On March 6 of this year, Sabu’s run finally ended. Authorities in Europe insisted on rounding up suspects produced by their own investigations of Anonymous, so the U.S. Attorney’s office had no choice but to reveal Sabu’s role. As part of a coordinated worldwide sweep, Kayla and other alleged members of LulzSec who had been said to have collaborated closely with Sabu were among those charged.

In the space of a few weeks, Monsegur’s life changed completely. Sabu the revolutionary warrior disappeared from the Internet without a trace. And by then, Monsegur had also vanished from the projects. A month before his outing by the FBI, a city marshal had shown up at apartment 6F, a locksmith in tow. Monsegur was already gone. The marshal found nothing but a few boxes of children’s clothes and toys. Monsegur is said to be somewhere in the neighborhood, awaiting sentencing. His girls, for whom he’d become a snitch, are no longer his charges. Child Protective Services was said to have taken them to their mother, Sabu’s aunt, who’d been released from prison.

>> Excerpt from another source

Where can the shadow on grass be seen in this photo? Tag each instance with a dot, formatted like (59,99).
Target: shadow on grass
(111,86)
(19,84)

On the Internet, Monsegur was now a reviled figure. At Jacob Riis, it was a different story. Those who knew him growing up were shocked—he was always “respectful,” they said. But also, they were a little proud. In their eyes, he was a kid from the projects who’d achieved a certain success. He’d gotten out, finally. “The government wanted him. That’s how good he is. He’s like the greatest hacker in the world. To me, I look up to him,” said one of his boyhood friends.

This story appeared in the June, 11, 2012 issue of New York Magazine.